Он решил — сегодня стерпит, не пойдет к Стене.
Завтра. Завтра пойдет.
Если к тому времени его стихи сдует ветер — это судьба.
Если их никто не заметит — тоже судьба.
Но он узнает об этом не сегодня.
Нет, он выдержит.
Завтра.
* * *
Занятия начинались общей молитвой. Потом чтение Корана. Мулла Бахани сам выбирал суру. “Корова!” — с одышкой говорил он и показывал толстым пальцем на какого-нибудь из учеников. Или “Вырывающие”. Мулла Бахани мог произнести название любой из всех ста четырнадцати сур.
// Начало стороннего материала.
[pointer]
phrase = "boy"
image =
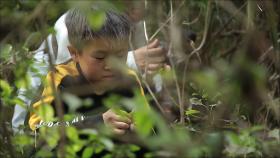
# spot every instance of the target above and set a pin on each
(57, 46)
(91, 69)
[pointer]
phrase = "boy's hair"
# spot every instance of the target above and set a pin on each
(115, 26)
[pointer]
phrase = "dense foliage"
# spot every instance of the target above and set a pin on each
(224, 88)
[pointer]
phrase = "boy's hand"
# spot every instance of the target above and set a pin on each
(118, 123)
(152, 56)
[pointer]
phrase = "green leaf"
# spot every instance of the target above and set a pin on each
(46, 112)
(107, 143)
(6, 88)
(192, 112)
(72, 133)
(5, 52)
(72, 101)
(87, 152)
(274, 134)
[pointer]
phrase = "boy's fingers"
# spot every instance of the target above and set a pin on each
(118, 131)
(153, 44)
(155, 67)
(158, 51)
(120, 125)
(123, 119)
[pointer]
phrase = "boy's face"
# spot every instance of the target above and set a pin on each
(100, 61)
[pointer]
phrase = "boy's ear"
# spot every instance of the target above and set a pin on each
(74, 53)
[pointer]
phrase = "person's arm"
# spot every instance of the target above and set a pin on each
(41, 60)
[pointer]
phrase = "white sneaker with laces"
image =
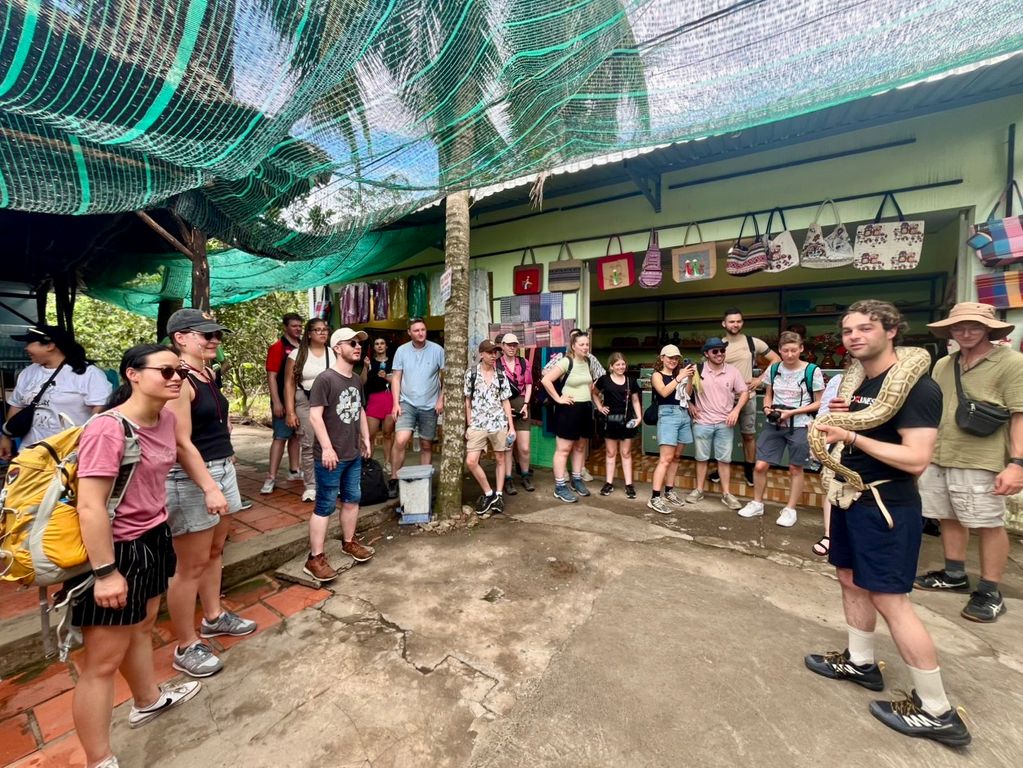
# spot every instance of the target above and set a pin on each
(752, 509)
(787, 518)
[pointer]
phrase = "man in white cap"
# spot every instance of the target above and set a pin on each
(966, 485)
(339, 420)
(521, 379)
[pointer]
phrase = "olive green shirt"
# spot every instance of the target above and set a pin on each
(997, 378)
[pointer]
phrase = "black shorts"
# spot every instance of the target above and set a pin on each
(574, 421)
(882, 559)
(146, 563)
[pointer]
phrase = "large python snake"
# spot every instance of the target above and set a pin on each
(913, 363)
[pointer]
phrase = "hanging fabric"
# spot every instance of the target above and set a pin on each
(998, 242)
(652, 273)
(616, 270)
(782, 251)
(891, 244)
(747, 258)
(696, 262)
(827, 252)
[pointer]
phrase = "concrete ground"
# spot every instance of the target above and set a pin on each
(592, 634)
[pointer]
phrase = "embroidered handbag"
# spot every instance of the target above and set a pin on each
(826, 252)
(999, 241)
(565, 274)
(697, 262)
(747, 258)
(527, 278)
(782, 251)
(616, 270)
(652, 274)
(893, 244)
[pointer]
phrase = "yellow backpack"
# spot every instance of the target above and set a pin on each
(40, 536)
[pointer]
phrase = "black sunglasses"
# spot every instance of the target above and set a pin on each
(168, 371)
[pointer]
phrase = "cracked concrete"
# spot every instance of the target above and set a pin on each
(585, 635)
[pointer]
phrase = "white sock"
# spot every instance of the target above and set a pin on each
(860, 646)
(931, 691)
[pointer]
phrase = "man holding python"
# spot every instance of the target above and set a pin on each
(886, 422)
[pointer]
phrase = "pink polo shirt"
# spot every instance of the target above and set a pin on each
(717, 394)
Сам он знал их на память — каждую, от первого до последнего слова. “Смоковница!” — говорил он и указывал на одного из них.
Если это был хороший ученик, он тоже шпарил наизусть. Если хуже, подползал на коленях к Книге, лежавшей около муллы, осторожно перелистывая, находил нужное и бойко тарабанил. Если оказывался совсем плохой, читал с запинками, а то и вовсе не мог понять или произнести какого-нибудь слова.